A ransomware hack has blocked a critical logistics tool for Denmark’s largest railway company. DSB is the leading Danish railway operating company. The company was the victim of an impressive cyber attack on October 29, 2022. It cripple the country’s entire railway network for several hours. This is the first time a hack has blocked all travel nationwide.
No known cyber criminal groups have come forward, so it is not known who was responsible for the attack. The Danish company confirmed that it was a criminal attack. The railway network resumed its rhythm at the end of the day. But the flaw is now clearly visible to all hackers.
Railways on cybercrime’s radar
The consequences of this attack in Denmark are still unprecedented. But this is not the first time a railway company has fallen victim to a cyber attack. Train display systems were hacked in Italy last March, while the ticketing system in the UK was crippled by ransomware a year ago. Belarusian hacktivists also blocked the national rail network earlier this year, when the Minsk regime was transporting weapons to help Russia attack the Ukrainian capital Kiev.
Hundreds of thousands of impacted users and high media visibility are two arguments that make railroad companies a prime target for hackers. The United States has taken the lead this month. The Transportation Security Administration (TSA), the authority in charge of transportation security, has issued a new directive to strengthen the cyber protection of the railway network.
A Software Supply Chain intrusion
A security incident at Supeo, a Danish firm that provides enterprise asset management solutions to railroads, infrastructure operators, and public transportation agencies, resulted in the incident.
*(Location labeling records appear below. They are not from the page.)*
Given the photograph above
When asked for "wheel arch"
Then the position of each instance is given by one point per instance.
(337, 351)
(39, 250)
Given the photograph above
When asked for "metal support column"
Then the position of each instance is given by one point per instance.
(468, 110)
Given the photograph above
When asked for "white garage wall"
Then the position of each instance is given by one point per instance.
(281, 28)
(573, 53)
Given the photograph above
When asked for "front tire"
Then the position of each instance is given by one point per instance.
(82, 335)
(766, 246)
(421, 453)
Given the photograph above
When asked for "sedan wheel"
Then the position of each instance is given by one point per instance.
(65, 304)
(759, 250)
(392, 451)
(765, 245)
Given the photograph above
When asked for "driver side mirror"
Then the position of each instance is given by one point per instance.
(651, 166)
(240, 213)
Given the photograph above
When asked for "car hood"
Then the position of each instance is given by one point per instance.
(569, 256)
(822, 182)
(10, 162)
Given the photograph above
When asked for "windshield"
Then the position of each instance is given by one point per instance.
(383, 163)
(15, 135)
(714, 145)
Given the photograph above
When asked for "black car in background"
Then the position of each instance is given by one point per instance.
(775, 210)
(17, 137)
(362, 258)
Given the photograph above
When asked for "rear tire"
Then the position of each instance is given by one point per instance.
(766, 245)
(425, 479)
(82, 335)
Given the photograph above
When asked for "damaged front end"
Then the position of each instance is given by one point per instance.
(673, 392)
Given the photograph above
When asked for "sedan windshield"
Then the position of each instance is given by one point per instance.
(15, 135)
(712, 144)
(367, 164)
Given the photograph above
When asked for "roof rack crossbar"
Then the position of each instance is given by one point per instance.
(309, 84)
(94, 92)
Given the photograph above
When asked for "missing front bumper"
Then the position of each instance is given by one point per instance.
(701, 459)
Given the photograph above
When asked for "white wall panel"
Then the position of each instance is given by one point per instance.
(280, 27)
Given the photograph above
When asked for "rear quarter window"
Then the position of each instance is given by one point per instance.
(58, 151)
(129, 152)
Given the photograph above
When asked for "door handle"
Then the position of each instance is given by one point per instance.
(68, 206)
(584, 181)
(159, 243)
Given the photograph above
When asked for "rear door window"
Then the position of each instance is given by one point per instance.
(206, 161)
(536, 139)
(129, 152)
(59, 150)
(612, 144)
The company chose to shut down its systems as a result of the ransomware incident, which led to train delays. As a result, train drivers’ software stopped working.
Supeo provides a smartphone application. It gives train drivers critical operational information. Speed limits and railroad maintenance details for example. Carsten Dam Sonderbo-Jacobsen, DSB’s chief of security, declared that “We were contacted by our subcontractor who told us that their testing environment had been compromised by criminal hackers.”
The cyber attack did not target DSB computer network, but they in fine suffered from the consequences of it with the supply chain infection. Supply chain software vulnerabilities are more and more targeted by cybercriminal and state-sponsored adversaries. Software suppliers must implement supply-chain cybersecurity best practices to ensure the resilience of their product and their own customer.